Hi,
It is my first post here therefore I will first introduce myself.
My name is Luka Jerman and I am a member of University of Maribor Formula Student team (University of Maribor Grand Prix Engineering) from Slovenia.
This year I am working on the suspension of our car. However due to my experience with composite calculation (FEM with conventional shells in Abaqus, material properties obtained with tests that formed a part of my bachelor thesis) I am helping a little bit with the monocoque (it is our first one).

During our design of the monocoque we have defined the proper layup of it based on the torisonal stiffness that was calculated with finite elements. Because we cannot calculate the shear strengths we started with the plunger tests. To obtain the right shear strength we had increase the plies in our layup to 5 plies (200g fabric) on each side with 20mm of rohacell in the middle.

Based on what other teams are doing we thought we wouldn't have a problem with the laminate bending stiffness and strength. We tested the laminate test sample with the same layup as the monocoque (5 plies on each side with 20 mm rohacell core) the width of the panel was 200 mm as stated in the rules, the distance between the outer cylinders was 505 mm. The test results showed us that we aren't even a bit close to the required stiffness and strength that would be equivalent to the steel tube/tubes. If we wanted to reach the appropriate stiffness the core should be at least 40 mm thick which is a bit too much and we haven't seen anyone having a core that thick.

We can reach teh apropriate EI with the I from the monocoque side impact structure (chamfer at the bottom increases the I) with the same layup.
Is it the case that we have to manufacture a test sample that has the same second moment of inertia as the side impact structure of the monocoque?

Please help.

Luka,

The rules state that the test should be done with a FLAT panel, so I really doubt you can include the chamfer; at least we never had. It would be useful to ask the rules commitee though.

Thanks for the reply.

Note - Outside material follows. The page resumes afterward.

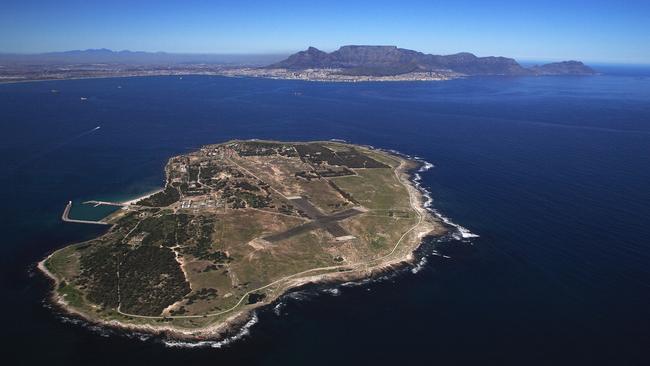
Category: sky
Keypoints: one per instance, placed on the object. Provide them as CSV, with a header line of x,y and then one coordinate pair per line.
x,y
615,31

Maybe I stated it in a weird way :D

I know that we need a flat panel for the test therefore I want to know if we can increase just the core so that the flat panel has the same moment of inertia as the monocoque structure.
The monocoque structure still has thinner core but is a little bit larger and has the chamfer on the bottom that increases the I.

Ok we have measured the cross-section of the monocoque side impact and it's I is equal to 1,865E-7 m^4.
Therefore we could make the representation of the side impact in the form of a flat panel that has a core thickness of 42,5 mm with approx. 1 mm thick skins (5 plies of 200g cfrp).
From our calculations 40 mm core would be just enough for the flat panel with the width of 200 mm to produce the required stiffness.

I am a bit confused with everything:
-if we make a plate with 42,5 mm thick core can we use a core with the thickness of 20 mm because our monocoque side impact has a geometry that is different to the plate (a chamfer on the bottom) that provides larger second moment of inertia?

Rule T3.30 states:
Monocoque Buckling Modulus – Equivalent Flat Panel Calculation
When specified in the rules, the EI of the monocoque must be calculated as the EI of a flat panel with the same composition as the monocoque about the neutral axis of the laminate. The curvature of the panel and geometric cross section of the monocoque must be ignored for these calculations.
Note: Calculations of EI that do not reference T3.30 may take into account the actual geometry of the monocoque.

From it I understand that my method woudn't be appropriate and that we need to have a sandwich panel with a core thickness of at least 40 mm (i have tested more plies, increasing the core works better).
I wolud really like to know how others do it and what is right. The 40 mm core seems a lot based on my observation of other teams side impact structures.